5. Opening new lines of credit
While opening a new line of credit can be necessary and even beneficial in certain situations, it's important to be mindful of the potential impact on your credit score. When you apply for new credit, it triggers a hard inquiry on your credit report, which can temporarily lower your credit score.
If you're shopping for a loan or credit card, try to limit your applications to a short period. This allows credit scoring models to recognize that you're seeking the best terms for a single loan, rather than multiple loans. Additionally, only open new lines of credit when necessary, and be cautious about taking on excessive debt.
If you’re about to take out a mortgage, do not open a new line of credit. Not only does this affect your credit score, but it affects your debt-to-income ratio.
6. Inaccuracies on your credit report
Inaccurate information on your credit report can negatively impact your credit score. It's crucial to regularly review your credit report and report any errors or discrepancies to the credit bureaus. Common inaccuracies include accounts that don't belong to you, incorrect payment statuses, or outdated information. Disputing these inaccuracies and having them corrected can help improve your credit score.
7. Closing credit accounts
Closing credit accounts, especially those with a long history, can potentially lower your credit score. This is because closing accounts reduces your overall available credit and can negatively impact your credit utilization ratio. However, there may be valid reasons for closing an account, such as avoiding high fees or managing excessive debt.
If you need to close an account, consider closing newer accounts first while keeping older, established accounts open to maintain a positive credit history.
Accounts can also close if they’re inactive. For instance, if you don’t use your Discover card often enough, they might send you notice of impending closure. It’s important to keep as many of your credit card accounts open as possible, because it gives you a favorable credit utilization ratio. Putting a single recurring charge that is automatically paid off each month is a great way to keep a card open without having to keep it in your wallet.

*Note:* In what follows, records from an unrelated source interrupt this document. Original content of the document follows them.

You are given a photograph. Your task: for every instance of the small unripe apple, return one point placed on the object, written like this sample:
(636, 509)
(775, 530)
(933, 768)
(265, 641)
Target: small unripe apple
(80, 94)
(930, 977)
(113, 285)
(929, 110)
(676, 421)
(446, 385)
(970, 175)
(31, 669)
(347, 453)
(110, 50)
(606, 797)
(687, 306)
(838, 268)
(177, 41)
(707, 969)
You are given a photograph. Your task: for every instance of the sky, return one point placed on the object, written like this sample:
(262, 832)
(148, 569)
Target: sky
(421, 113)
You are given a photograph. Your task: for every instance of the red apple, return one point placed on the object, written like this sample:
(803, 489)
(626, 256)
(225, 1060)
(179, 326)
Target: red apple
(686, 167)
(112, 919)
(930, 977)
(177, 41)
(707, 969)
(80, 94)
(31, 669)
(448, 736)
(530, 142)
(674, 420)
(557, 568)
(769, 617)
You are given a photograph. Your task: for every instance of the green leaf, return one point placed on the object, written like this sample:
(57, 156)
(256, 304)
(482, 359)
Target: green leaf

How to improve your credit score
Improving your credit score is an ongoing process that requires discipline and responsible financial management. Here are some basic tips to keep in mind to help you increase your credit score:
- Paying down debt: Too much debt shows that you may be overextended. Focus on paying off debts with the highest interest rates first while making at least the minimum payments on other accounts. As you reduce your debt, your credit utilization ratio improves, positively impacting your credit score.
- Maintaining a good payment history: Consistently paying your bills on time is one of the most effective ways to improve your credit score.
- Monitoring credit reports: Regularly check your credit reports to identify any errors or discrepancies that could be negatively impacting your credit score.
- Diversifying credit accounts: Focus on maintaining a balanced mix of credit types (revolving and installment credit) and managing them effectively.
- Keeping credit utilization low: Aim to keep your credit card balances below 30% of your available credit limit. Ideally, you would pay off your credit card balances in full each month to keep your utilization ratio even lower.
By implementing these tips, you can gradually improve your credit score over time. It's important to be patient and consistent in your efforts. Remember that building good credit is a journey, and responsible financial management is the key to success.
Maintain Credit Health
Your credit score plays a vital role in your financial well-being. By understanding the factors that can lower your credit score, you are now better equipped to maintain a healthy credit profile and take control of your financial future!